我正努力从此网站上抓取桌子:
具体来说,我正在尝试为表格中列出的每个游戏的“ Westgate”行抓取“ Run Line”列。
我不确定自己在做什么错,因为我只是想深入了解表格中的文字,因此,由于我对网络抓取的有限了解,这将是我选择的“奇数”表格中的第二个表格。
我尝试搜索我的问题,但是在将任何建议的解决方案应用于我的特定情况时遇到了麻烦。
谢谢您的帮助。
到目前为止,这是我的代码
url='http://www.espn.com/mlb/lines'
driver = webdriver.Chrome()
driver.get(url)
time.sleep(5)
content=driver.page_source
soup=BeautifulSoup(content,'lxml')
driver.quit()
table=soup.find('table',{'class':'tablehead'})
table_row=table.find_all('tr',{'class':'oddrow'})
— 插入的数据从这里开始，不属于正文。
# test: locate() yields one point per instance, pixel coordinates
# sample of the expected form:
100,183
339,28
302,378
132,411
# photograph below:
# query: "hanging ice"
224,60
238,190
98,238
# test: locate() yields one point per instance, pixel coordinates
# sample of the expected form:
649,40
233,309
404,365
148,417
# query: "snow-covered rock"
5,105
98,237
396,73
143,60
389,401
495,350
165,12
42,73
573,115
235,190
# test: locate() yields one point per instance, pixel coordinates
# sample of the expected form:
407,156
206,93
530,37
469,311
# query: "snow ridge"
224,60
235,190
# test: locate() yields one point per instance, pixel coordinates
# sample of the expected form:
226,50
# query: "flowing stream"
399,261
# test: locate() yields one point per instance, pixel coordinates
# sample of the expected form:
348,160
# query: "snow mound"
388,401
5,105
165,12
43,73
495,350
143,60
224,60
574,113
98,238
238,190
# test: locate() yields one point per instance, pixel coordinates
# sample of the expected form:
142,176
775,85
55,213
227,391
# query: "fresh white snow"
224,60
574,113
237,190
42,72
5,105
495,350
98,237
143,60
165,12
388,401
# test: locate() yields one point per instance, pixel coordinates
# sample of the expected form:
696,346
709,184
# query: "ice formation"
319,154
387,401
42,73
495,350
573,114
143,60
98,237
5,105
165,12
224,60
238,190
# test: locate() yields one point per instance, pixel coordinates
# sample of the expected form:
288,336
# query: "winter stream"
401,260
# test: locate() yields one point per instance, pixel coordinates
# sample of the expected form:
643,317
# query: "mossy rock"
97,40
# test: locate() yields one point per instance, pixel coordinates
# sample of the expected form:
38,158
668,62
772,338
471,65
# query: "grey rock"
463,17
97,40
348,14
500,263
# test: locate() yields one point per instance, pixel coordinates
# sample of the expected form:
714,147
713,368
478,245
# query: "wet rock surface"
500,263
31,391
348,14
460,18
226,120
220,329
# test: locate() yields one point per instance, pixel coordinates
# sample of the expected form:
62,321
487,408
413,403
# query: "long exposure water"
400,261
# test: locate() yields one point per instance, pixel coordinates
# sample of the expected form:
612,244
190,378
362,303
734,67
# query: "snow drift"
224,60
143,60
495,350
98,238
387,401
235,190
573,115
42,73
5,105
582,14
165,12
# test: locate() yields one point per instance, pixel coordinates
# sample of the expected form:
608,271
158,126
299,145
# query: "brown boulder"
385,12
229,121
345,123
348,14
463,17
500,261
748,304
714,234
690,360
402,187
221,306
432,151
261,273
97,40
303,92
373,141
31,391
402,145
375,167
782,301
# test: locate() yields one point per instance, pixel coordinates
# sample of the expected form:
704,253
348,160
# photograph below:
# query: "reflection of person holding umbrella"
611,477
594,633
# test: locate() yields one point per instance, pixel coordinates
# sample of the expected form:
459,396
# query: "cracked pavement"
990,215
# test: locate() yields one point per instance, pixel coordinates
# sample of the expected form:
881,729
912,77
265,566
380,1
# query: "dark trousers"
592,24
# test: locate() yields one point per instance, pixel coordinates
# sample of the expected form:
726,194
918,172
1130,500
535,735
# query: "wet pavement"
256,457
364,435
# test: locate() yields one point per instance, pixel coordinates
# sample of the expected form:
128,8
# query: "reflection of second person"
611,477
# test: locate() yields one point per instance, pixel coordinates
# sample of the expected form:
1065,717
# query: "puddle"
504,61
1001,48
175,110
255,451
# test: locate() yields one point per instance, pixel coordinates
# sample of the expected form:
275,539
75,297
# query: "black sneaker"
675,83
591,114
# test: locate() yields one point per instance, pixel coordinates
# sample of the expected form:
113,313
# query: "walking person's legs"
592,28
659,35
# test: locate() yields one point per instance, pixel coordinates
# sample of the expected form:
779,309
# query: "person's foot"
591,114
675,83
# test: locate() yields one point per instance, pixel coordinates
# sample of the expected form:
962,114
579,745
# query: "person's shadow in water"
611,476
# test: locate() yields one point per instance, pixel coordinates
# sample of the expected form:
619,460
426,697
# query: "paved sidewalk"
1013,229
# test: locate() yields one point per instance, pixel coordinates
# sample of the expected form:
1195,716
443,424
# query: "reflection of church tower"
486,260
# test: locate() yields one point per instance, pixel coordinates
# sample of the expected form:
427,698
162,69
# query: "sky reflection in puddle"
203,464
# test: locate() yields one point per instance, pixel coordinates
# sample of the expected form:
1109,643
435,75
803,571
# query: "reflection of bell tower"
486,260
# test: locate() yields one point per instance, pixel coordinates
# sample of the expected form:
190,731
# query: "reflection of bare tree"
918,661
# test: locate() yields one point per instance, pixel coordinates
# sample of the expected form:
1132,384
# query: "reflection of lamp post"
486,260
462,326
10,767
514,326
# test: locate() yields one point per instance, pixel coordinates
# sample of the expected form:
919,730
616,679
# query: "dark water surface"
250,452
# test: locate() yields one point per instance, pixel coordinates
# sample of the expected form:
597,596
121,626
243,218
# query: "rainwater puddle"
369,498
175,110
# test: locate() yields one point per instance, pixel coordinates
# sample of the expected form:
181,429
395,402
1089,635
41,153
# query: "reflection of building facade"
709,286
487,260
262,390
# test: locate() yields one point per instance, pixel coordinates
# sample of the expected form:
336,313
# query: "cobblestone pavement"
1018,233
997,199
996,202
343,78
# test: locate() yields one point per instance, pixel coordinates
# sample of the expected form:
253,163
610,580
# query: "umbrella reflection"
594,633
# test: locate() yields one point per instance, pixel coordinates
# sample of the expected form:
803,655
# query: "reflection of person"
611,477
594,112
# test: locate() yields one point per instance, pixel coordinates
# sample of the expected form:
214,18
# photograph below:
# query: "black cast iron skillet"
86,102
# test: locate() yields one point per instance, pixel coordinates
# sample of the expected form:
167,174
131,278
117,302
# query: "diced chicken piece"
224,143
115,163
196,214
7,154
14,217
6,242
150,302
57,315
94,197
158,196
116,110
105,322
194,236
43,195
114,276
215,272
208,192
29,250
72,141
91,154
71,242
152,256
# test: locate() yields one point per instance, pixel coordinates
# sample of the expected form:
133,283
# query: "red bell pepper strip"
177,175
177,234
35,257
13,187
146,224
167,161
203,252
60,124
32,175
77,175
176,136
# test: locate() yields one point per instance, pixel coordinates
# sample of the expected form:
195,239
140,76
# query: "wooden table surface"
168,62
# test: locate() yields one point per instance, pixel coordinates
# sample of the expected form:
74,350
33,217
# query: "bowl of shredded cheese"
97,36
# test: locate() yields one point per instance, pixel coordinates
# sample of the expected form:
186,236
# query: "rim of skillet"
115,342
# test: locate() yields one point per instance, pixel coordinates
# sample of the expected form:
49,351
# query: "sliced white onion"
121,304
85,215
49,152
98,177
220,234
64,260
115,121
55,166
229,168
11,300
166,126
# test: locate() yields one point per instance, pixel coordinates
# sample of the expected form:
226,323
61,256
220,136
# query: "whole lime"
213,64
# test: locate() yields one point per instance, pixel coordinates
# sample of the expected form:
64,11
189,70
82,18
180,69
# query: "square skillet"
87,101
table_data=table_row.find_all('table',{'class':'tablehead'})[1] #trying to
#just scrape the second table only within this row, ie the Westgate and Runline table
---------------------------------------------------------------------------
AttributeError Traceback (most recent call last)
<ipython-input-397-fea09cb40cb2> in <module>()
----> 1 table_data=table_row.find_all('table',{'class':'tablehead'})
~\Anaconda3\lib\site-packages\bs4\element.py in __getattr__(self, key)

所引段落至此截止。